Earlier in the day there had been barking and then the windows shuddered, as it happens when the mean dog gets excited in the middle of the night and yanks against its chain and the little house begins to tremble. But in between the barking, there was also a pounding on the other side of the wall, as if someone was hammering just outside the window, but slowly, each blow delayed as if the carpenter had dropped his hammer in the grass.
The boy tried standing on the sill but couldn’t balance himself for more than a few seconds. Then he pushed the old couch up against the window to see if he could reach the crack at the top of the aluminum foil. He was higher on the cushions but only enough to look straight out at the roof of la señora’s house and not into the yard, where the pounding was coming from. Only when he spun the couch around and stood on the backrest was he able to look down and see the one who must be la señora’s godson. He was standing in the middle of the yard, kicking a yellow-and-black soccer ball against the side of the little pink house. He lined it up and kicked it with his right foot, and when the ball came back to him he lined it up and this time kicked it with his left.
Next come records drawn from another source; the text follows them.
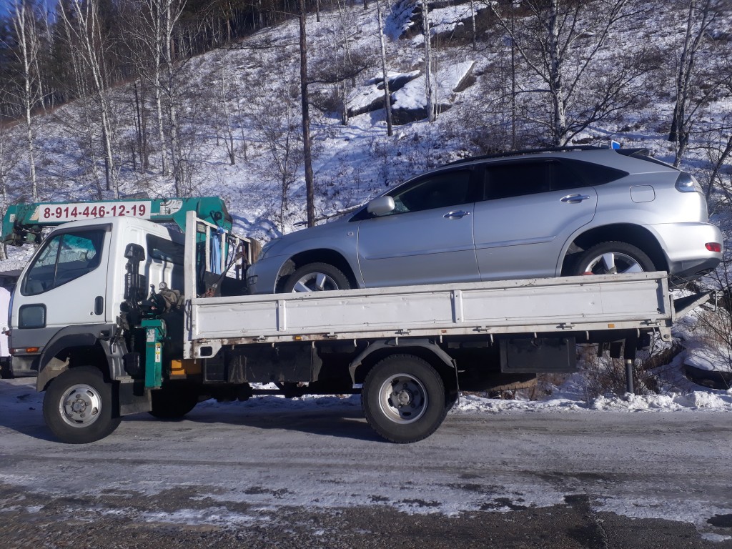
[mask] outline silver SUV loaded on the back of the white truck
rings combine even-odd
[[[445,165],[264,246],[253,294],[668,271],[722,257],[701,187],[646,149],[567,147]]]

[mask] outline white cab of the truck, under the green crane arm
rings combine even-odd
[[[113,335],[129,244],[146,251],[141,275],[150,285],[182,291],[182,242],[179,232],[135,217],[76,221],[48,234],[12,296],[12,373],[36,376],[55,349],[88,349]]]

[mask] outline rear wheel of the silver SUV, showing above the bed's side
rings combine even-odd
[[[585,250],[572,269],[572,275],[615,275],[656,270],[641,248],[627,242],[600,242]]]

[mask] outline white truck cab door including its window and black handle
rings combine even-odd
[[[42,347],[59,329],[111,321],[105,302],[110,225],[51,234],[18,282],[12,347]]]

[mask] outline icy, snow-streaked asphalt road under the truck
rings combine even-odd
[[[732,548],[728,412],[457,413],[395,445],[357,397],[204,403],[71,446],[8,383],[2,548]]]

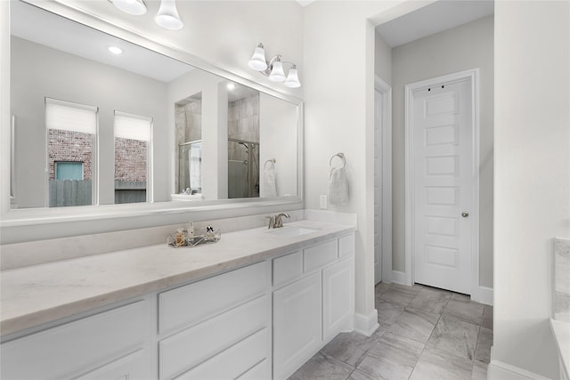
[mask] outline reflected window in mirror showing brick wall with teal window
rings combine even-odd
[[[97,108],[45,98],[49,206],[94,204]]]

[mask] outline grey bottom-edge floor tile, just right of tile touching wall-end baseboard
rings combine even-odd
[[[357,370],[375,379],[407,379],[424,344],[387,332],[361,361]]]

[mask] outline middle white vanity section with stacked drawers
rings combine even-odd
[[[238,378],[271,368],[271,268],[256,263],[159,294],[159,378]],[[271,377],[261,370],[260,379]]]

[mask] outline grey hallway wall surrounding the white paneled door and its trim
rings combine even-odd
[[[479,68],[479,283],[493,287],[493,16],[392,50],[393,269],[404,264],[404,85]]]

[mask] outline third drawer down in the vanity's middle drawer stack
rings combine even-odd
[[[248,336],[240,343],[221,352],[196,368],[176,377],[176,380],[234,379],[260,361],[270,357],[271,330],[268,327]],[[264,377],[271,378],[271,375]]]

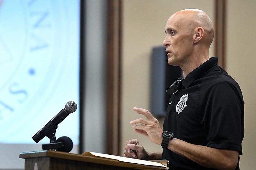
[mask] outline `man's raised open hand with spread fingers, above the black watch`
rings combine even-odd
[[[161,128],[158,120],[154,116],[152,116],[148,110],[137,107],[133,107],[133,110],[138,114],[144,115],[147,118],[140,118],[131,121],[130,124],[132,125],[141,123],[139,125],[132,126],[134,128],[134,131],[147,136],[153,143],[161,145],[163,140],[163,129]]]

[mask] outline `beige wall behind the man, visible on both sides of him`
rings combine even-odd
[[[177,3],[179,2],[179,3]],[[164,27],[167,19],[176,11],[186,8],[198,8],[205,11],[212,21],[214,18],[214,0],[124,0],[123,1],[123,73],[122,73],[122,149],[125,142],[139,139],[148,151],[161,152],[161,146],[152,144],[146,137],[136,134],[130,121],[141,116],[132,111],[133,107],[149,109],[150,55],[152,47],[161,46],[165,37]],[[244,155],[241,157],[241,169],[255,169],[255,111],[253,94],[250,88],[255,81],[255,2],[228,2],[228,54],[227,71],[241,85],[244,93],[245,128],[243,142]],[[253,5],[252,5],[253,3]],[[238,11],[238,12],[237,12]],[[239,13],[241,11],[241,13]],[[243,12],[242,12],[243,11]],[[251,11],[251,13],[250,13]],[[237,22],[238,20],[238,22]],[[254,25],[252,25],[254,22]],[[249,42],[248,42],[249,41]],[[213,56],[212,44],[210,56]],[[254,49],[254,51],[252,50]],[[167,58],[166,58],[167,62]],[[239,68],[239,69],[238,69]],[[246,68],[246,69],[245,69]],[[250,70],[251,69],[251,70]],[[251,100],[250,100],[251,99]],[[160,120],[162,122],[163,120]],[[123,153],[120,153],[121,155]],[[254,159],[254,162],[253,162]]]

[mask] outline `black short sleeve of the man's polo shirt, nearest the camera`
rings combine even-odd
[[[203,89],[197,97],[202,97],[203,102],[197,108],[208,141],[206,146],[237,150],[242,155],[244,101],[238,84],[216,81]]]

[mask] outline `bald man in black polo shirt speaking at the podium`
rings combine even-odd
[[[211,19],[201,10],[178,11],[168,19],[165,32],[168,63],[180,66],[184,80],[171,95],[163,129],[142,108],[133,110],[147,119],[130,122],[135,132],[162,145],[163,152],[146,152],[132,139],[126,142],[124,156],[168,159],[170,169],[239,169],[244,101],[236,81],[217,65],[216,57],[209,58]]]

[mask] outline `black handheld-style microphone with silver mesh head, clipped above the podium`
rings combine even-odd
[[[70,113],[75,112],[77,109],[77,104],[74,101],[68,101],[65,107],[50,120],[41,130],[39,130],[32,138],[38,143],[45,136],[51,136],[51,134],[55,137],[56,128],[58,128],[58,124],[62,122]],[[49,137],[50,138],[50,137]],[[55,138],[56,139],[56,138]]]

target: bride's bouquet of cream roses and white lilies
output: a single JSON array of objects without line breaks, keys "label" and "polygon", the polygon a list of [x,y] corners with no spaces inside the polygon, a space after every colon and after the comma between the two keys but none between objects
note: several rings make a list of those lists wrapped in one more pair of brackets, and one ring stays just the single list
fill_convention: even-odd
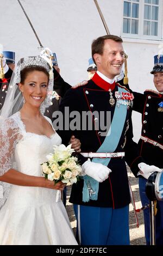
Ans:
[{"label": "bride's bouquet of cream roses and white lilies", "polygon": [[54,146],[54,153],[47,155],[46,162],[43,162],[43,175],[56,184],[59,181],[71,185],[76,183],[82,167],[78,164],[77,157],[72,156],[74,152],[71,144],[65,147],[64,144]]}]

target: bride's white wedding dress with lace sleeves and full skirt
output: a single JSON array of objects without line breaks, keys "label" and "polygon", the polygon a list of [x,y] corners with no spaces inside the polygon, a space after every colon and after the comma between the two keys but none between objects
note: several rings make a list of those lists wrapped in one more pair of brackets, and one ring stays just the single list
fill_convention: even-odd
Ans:
[{"label": "bride's white wedding dress with lace sleeves and full skirt", "polygon": [[[53,145],[61,144],[56,132],[51,138],[26,132],[20,112],[5,120],[0,141],[1,175],[15,161],[19,172],[42,176],[40,164],[47,161]],[[49,188],[12,185],[0,211],[0,245],[77,245],[58,193]]]}]

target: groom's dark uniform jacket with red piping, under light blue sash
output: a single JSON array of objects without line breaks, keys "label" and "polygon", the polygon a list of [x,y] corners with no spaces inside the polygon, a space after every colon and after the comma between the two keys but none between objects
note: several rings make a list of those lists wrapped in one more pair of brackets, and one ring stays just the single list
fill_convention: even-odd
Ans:
[{"label": "groom's dark uniform jacket with red piping, under light blue sash", "polygon": [[[98,84],[98,83],[97,83]],[[70,89],[67,91],[64,99],[61,101],[60,111],[63,114],[64,120],[67,118],[68,114],[65,112],[65,107],[69,107],[70,113],[72,111],[78,111],[81,115],[82,112],[87,111],[103,111],[104,116],[101,121],[105,123],[106,121],[106,112],[111,112],[111,120],[114,116],[115,106],[111,106],[109,103],[110,93],[108,90],[104,90],[99,87],[95,82],[90,80],[85,86],[79,87],[77,89]],[[112,96],[115,101],[115,91],[118,90],[120,84],[116,84],[114,90],[112,90]],[[70,197],[70,202],[73,204],[80,205],[91,205],[91,206],[101,206],[101,207],[113,207],[113,208],[122,208],[130,203],[130,194],[129,194],[129,185],[128,185],[128,176],[126,169],[126,162],[129,166],[134,163],[142,162],[143,160],[139,156],[137,144],[133,142],[133,129],[131,125],[131,107],[128,107],[126,120],[124,122],[124,127],[122,134],[119,138],[119,143],[115,152],[124,151],[126,156],[125,158],[117,157],[111,159],[108,167],[112,170],[109,174],[109,178],[102,183],[99,183],[98,199],[90,200],[87,203],[82,201],[82,191],[83,191],[83,180],[73,184],[72,192]],[[99,117],[100,118],[100,117]],[[71,123],[73,118],[70,118],[69,123]],[[71,135],[75,135],[80,139],[82,143],[82,152],[96,152],[100,145],[103,143],[105,137],[101,136],[101,130],[95,129],[96,120],[91,117],[92,130],[81,129],[73,130],[60,125],[60,130],[58,131],[59,135],[62,138],[62,143],[67,144],[70,141]],[[82,126],[82,118],[80,122],[78,121],[77,126]],[[99,120],[100,123],[100,120]],[[118,123],[117,123],[118,125]],[[108,145],[109,152],[109,145]],[[82,155],[78,155],[80,163],[84,163],[87,158]],[[134,173],[137,174],[137,170]]]}]

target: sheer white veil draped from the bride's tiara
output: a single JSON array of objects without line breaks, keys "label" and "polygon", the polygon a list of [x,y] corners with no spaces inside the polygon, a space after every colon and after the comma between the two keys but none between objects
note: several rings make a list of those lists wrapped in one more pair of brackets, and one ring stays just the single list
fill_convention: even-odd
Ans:
[{"label": "sheer white veil draped from the bride's tiara", "polygon": [[21,58],[15,67],[7,95],[5,97],[4,105],[0,111],[0,127],[4,119],[10,117],[10,115],[19,111],[23,105],[23,96],[18,88],[18,83],[21,81],[21,70],[32,66],[40,66],[47,70],[49,73],[49,82],[47,88],[46,99],[40,106],[40,112],[44,113],[45,109],[51,105],[52,94],[53,94],[53,71],[52,71],[52,60],[46,50],[40,53],[40,56],[32,56]]}]

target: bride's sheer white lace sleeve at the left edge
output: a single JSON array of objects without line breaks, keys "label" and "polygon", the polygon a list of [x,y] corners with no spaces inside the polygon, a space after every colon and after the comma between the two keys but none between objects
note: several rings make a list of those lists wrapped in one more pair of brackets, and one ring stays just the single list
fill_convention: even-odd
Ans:
[{"label": "bride's sheer white lace sleeve at the left edge", "polygon": [[13,168],[15,146],[22,137],[16,121],[12,117],[6,119],[0,129],[0,175]]}]

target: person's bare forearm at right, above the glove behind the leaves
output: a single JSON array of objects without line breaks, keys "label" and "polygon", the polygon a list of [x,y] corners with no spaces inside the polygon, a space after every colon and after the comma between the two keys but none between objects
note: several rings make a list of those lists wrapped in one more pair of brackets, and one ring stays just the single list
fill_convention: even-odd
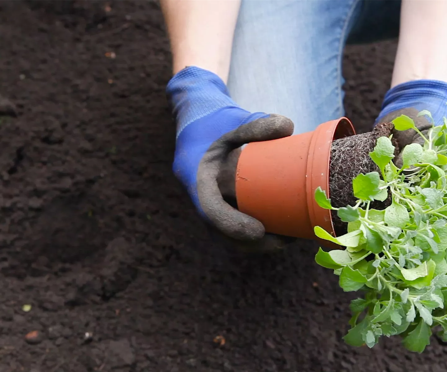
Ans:
[{"label": "person's bare forearm at right, above the glove behind the leaves", "polygon": [[447,1],[403,0],[394,87],[412,80],[447,82]]}]

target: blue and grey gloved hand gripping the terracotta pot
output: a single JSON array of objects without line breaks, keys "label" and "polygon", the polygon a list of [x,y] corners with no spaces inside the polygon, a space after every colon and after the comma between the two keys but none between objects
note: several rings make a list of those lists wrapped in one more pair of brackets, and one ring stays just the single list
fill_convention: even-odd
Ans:
[{"label": "blue and grey gloved hand gripping the terracotta pot", "polygon": [[166,92],[177,121],[174,174],[208,222],[231,238],[259,242],[262,223],[233,208],[223,194],[234,195],[240,146],[290,136],[292,121],[241,109],[219,76],[198,67],[178,72]]}]

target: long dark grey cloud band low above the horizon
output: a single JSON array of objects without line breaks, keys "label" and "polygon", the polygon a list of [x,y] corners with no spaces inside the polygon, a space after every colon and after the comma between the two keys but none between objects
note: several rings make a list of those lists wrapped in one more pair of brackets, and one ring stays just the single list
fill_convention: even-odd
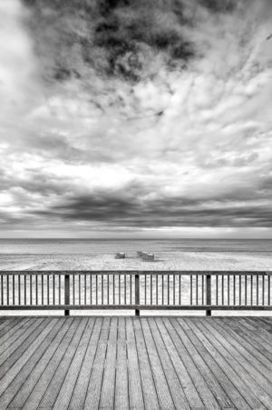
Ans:
[{"label": "long dark grey cloud band low above the horizon", "polygon": [[238,198],[189,199],[175,196],[142,200],[131,192],[96,191],[68,197],[37,215],[59,221],[99,222],[111,226],[156,228],[161,226],[271,227],[272,210],[262,205],[238,203]]}]

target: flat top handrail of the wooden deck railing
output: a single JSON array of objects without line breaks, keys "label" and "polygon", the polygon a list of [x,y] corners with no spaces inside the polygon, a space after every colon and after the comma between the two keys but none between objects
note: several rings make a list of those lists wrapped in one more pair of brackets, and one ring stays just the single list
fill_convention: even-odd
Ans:
[{"label": "flat top handrail of the wooden deck railing", "polygon": [[271,271],[220,270],[0,270],[0,275],[272,275]]}]

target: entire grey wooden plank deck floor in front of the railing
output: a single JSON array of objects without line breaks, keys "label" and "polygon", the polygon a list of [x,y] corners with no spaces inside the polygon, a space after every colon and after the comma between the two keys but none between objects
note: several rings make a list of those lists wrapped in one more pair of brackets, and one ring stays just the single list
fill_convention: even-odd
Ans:
[{"label": "entire grey wooden plank deck floor in front of the railing", "polygon": [[271,317],[0,319],[0,409],[272,409]]}]

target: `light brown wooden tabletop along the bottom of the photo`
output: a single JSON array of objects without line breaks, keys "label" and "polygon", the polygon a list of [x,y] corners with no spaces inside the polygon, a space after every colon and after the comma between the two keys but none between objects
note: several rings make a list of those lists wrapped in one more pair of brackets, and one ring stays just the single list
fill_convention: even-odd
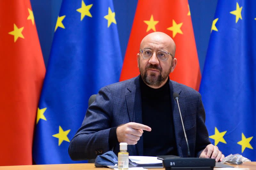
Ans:
[{"label": "light brown wooden tabletop along the bottom of the photo", "polygon": [[[249,168],[256,170],[256,162],[246,162],[242,165],[236,165],[236,168]],[[106,168],[96,168],[94,164],[55,164],[55,165],[20,165],[20,166],[0,166],[0,170],[77,170],[77,169],[88,169],[88,170],[108,170]],[[149,169],[149,170],[163,170]],[[110,170],[110,169],[109,169]]]}]

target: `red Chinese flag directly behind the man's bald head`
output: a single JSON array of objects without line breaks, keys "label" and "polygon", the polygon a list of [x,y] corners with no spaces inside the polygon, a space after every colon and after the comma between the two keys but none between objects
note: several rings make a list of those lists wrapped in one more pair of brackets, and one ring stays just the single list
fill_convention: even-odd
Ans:
[{"label": "red Chinese flag directly behind the man's bald head", "polygon": [[139,74],[136,54],[148,33],[160,31],[176,43],[177,66],[170,79],[198,91],[201,80],[196,43],[187,0],[139,0],[120,81]]}]

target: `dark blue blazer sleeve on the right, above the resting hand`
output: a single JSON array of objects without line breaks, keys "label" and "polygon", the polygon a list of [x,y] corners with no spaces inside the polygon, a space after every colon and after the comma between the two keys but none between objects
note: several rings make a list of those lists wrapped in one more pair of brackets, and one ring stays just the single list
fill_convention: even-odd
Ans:
[{"label": "dark blue blazer sleeve on the right, above the resting hand", "polygon": [[205,126],[205,111],[202,102],[202,96],[199,93],[199,99],[197,103],[197,113],[196,113],[196,148],[195,153],[197,157],[200,156],[204,148],[211,144],[209,140],[209,134]]}]

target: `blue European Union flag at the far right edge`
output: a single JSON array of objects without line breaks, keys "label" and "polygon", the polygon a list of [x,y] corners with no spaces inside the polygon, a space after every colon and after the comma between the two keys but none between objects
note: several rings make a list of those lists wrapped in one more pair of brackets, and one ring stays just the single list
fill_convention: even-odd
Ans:
[{"label": "blue European Union flag at the far right edge", "polygon": [[206,126],[225,154],[256,161],[256,1],[218,1],[200,93]]}]

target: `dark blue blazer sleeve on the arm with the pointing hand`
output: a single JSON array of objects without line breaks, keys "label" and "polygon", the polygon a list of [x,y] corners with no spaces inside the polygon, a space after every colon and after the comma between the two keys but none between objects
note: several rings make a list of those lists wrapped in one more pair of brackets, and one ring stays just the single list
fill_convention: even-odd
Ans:
[{"label": "dark blue blazer sleeve on the arm with the pointing hand", "polygon": [[72,160],[95,159],[109,151],[108,135],[112,118],[111,92],[100,89],[95,101],[87,109],[84,121],[69,144]]}]

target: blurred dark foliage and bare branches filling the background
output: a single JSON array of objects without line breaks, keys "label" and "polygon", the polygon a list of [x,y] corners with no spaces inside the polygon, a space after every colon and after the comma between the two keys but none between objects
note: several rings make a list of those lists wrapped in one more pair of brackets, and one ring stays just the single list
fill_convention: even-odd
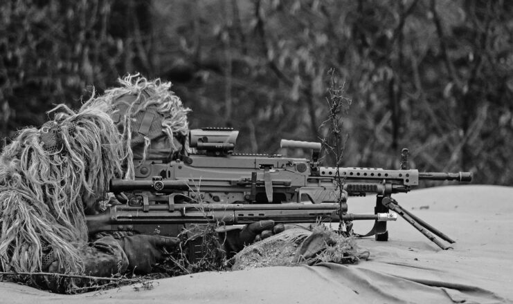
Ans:
[{"label": "blurred dark foliage and bare branches filling the background", "polygon": [[192,128],[276,153],[327,135],[333,68],[352,99],[343,166],[397,169],[408,147],[422,171],[512,185],[512,46],[505,0],[6,0],[0,146],[138,72],[174,83]]}]

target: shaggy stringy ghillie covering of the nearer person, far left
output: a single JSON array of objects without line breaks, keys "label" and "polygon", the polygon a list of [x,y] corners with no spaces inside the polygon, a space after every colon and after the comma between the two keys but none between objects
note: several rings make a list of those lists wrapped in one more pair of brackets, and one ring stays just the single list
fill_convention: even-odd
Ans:
[{"label": "shaggy stringy ghillie covering of the nearer person, far left", "polygon": [[105,193],[121,172],[120,136],[107,113],[66,106],[26,128],[0,155],[0,258],[6,272],[37,272],[51,253],[60,272],[81,272],[84,193]]}]

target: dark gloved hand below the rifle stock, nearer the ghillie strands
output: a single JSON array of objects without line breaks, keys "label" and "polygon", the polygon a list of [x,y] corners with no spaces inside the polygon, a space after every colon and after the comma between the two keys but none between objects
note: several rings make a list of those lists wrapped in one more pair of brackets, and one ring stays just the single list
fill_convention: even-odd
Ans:
[{"label": "dark gloved hand below the rifle stock, nearer the ghillie strands", "polygon": [[179,238],[136,234],[118,240],[128,258],[128,270],[135,274],[149,274],[157,263],[165,259],[165,250],[172,251],[180,244]]}]

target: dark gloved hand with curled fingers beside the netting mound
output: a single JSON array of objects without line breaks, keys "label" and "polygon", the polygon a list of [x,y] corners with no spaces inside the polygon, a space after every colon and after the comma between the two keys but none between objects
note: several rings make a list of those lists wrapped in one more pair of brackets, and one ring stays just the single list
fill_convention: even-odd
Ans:
[{"label": "dark gloved hand with curled fingers beside the netting mound", "polygon": [[242,228],[237,226],[222,226],[217,228],[219,240],[224,245],[228,258],[241,251],[245,245],[268,238],[286,229],[285,225],[275,225],[273,220],[260,220]]}]

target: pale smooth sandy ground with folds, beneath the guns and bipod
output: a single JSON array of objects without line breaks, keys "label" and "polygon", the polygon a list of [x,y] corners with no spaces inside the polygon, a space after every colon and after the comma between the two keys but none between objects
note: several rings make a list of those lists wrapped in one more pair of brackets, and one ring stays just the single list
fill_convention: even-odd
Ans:
[{"label": "pale smooth sandy ground with folds, beneath the guns and bipod", "polygon": [[[454,249],[441,250],[399,218],[388,242],[358,240],[371,255],[358,265],[206,272],[153,281],[151,290],[72,296],[0,283],[0,303],[513,303],[513,187],[436,187],[395,198],[455,239]],[[353,213],[372,213],[374,204],[348,202]],[[371,226],[356,222],[355,230]]]}]

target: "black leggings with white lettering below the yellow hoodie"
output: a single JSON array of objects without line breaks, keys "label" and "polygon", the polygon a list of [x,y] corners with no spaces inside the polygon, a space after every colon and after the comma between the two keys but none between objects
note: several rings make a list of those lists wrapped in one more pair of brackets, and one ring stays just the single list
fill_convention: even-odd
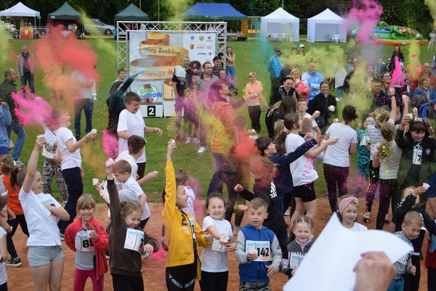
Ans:
[{"label": "black leggings with white lettering below the yellow hoodie", "polygon": [[[194,254],[196,257],[197,254]],[[193,291],[197,277],[197,259],[192,264],[166,267],[165,281],[168,291]]]}]

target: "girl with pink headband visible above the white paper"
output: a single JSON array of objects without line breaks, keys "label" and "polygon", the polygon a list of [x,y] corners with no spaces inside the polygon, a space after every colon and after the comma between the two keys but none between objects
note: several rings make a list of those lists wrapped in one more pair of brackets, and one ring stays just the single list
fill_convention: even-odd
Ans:
[{"label": "girl with pink headband visible above the white paper", "polygon": [[345,228],[352,230],[353,232],[364,232],[368,228],[360,223],[357,223],[357,210],[359,207],[359,201],[353,196],[342,196],[337,205],[337,212],[339,220]]}]

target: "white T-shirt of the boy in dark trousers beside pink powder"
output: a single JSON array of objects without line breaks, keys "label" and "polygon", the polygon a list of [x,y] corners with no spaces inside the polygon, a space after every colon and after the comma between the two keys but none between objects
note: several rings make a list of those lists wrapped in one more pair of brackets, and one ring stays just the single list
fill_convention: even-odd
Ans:
[{"label": "white T-shirt of the boy in dark trousers beside pink powder", "polygon": [[60,163],[60,170],[72,169],[82,167],[82,157],[80,156],[80,149],[77,149],[73,153],[67,148],[66,142],[72,139],[73,143],[77,140],[73,135],[73,132],[68,128],[59,128],[56,132],[57,146],[62,157],[62,162]]}]

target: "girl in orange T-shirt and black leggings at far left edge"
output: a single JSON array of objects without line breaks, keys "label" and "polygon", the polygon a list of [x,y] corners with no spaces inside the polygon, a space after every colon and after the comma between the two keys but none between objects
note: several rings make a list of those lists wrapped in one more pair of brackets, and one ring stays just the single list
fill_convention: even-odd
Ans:
[{"label": "girl in orange T-shirt and black leggings at far left edge", "polygon": [[[5,184],[6,191],[8,191],[8,209],[15,215],[15,219],[8,220],[8,224],[12,227],[12,232],[6,235],[6,242],[11,258],[5,262],[5,265],[19,267],[22,263],[15,250],[12,237],[17,230],[18,224],[21,226],[21,231],[27,236],[29,236],[29,230],[27,228],[26,218],[24,217],[23,207],[21,207],[21,203],[18,200],[19,189],[17,189],[17,192],[14,188],[11,188],[11,171],[14,169],[14,160],[10,155],[4,155],[2,156],[2,163],[3,183]],[[19,167],[15,167],[18,170]]]}]

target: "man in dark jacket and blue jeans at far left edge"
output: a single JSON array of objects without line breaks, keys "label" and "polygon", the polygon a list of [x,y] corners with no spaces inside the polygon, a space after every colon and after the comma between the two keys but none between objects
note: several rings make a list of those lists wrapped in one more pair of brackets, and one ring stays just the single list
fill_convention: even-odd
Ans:
[{"label": "man in dark jacket and blue jeans at far left edge", "polygon": [[26,132],[24,131],[23,126],[19,123],[17,116],[15,115],[15,101],[12,98],[12,93],[16,93],[17,89],[15,88],[15,81],[17,80],[17,73],[14,69],[6,69],[5,70],[5,80],[2,84],[0,84],[0,101],[7,102],[9,106],[9,110],[12,116],[12,123],[9,127],[7,127],[8,138],[11,137],[11,129],[17,135],[17,140],[15,141],[14,152],[12,153],[12,158],[15,160],[15,163],[20,167],[25,167],[25,164],[19,160],[19,155],[21,154],[21,150],[23,150],[24,140],[26,139]]}]

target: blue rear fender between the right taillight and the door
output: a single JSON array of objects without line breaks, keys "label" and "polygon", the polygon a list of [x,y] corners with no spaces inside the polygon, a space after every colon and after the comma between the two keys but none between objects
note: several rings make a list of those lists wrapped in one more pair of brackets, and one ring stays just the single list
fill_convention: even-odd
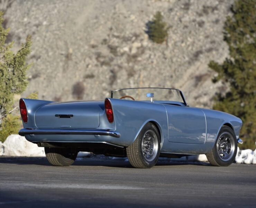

Then, from atop the backrest, the other boy heard the screen door of the blue house and a few seconds later there was la señora in the yard talking to her godson, scolding him for something. The other boy scrunched down on this side of the wall and then dropped onto the sofa, afraid she might have somehow spotted him through the tiny crack at the top of the window.
He knows the rules. La señora has told them to him for the last two weeks. Do not come out in the day, even those times when she happens to remove the padlock. Do not open the door to anyone but her. Do not be looking out the window. Do not be making any noises. Do not turn on the air conditioner if you hear somebody in the yard. Do not even flush the toilet. Do not let them hear any sounds coming from inside the little house. And no matter what, do not let anyone see you.
* * *
—
Later, after Mamá Meche has watched her novela and gone to sleep, Nina goes to the hall closet and from the top shelf pulls down an old photo album, the spine and cover as worn and speckled with time as her own hands.
“Mira, Orly,” she says, tapping on the sofa for him to sit with her, “I’m going to show you where we came from.”
His hair is still wet from the shower she made him take after coming home sweaty from the soccer field. He has on the only pajama shorts and T-shirt he brought with him to sleep in.
“But closer, mijito,” she says until he scoots over right next to her so she can spread the photo album over both their laps. Then she drapes her arm over his shoulder as if they’re about to go on a ride somewhere.
The photos are in no particular order, each spread onto a moldy page and sealed with a crinkly plastic cover. There’s one from 1914, next to one from after World War II, next to one from a fortieth-anniversary party in the 1970s, next to one of the reunion he and Alex came to a few summers ago with their dad.
“He died before you were born, but this one is your great-grandfather, your daddy’s grandpa and my father. His name was Orlando, like you.”
Orly already knew he was named after him, but the only photo he had seen of him was in a group shot taken at the fortieth anniversary. In the photo that Nina is showing him now, his great-grandfather is standing at the edge of a cotton field. He’s wearing a straw hat with a narrow brim, and the sleeves of his white shirt are rolled up to his elbows. It must be a windy day—the cuffs of his khakis are billowing out from his ankles. Maybe it’s because the image is in black and white that everything looks so clearly defined.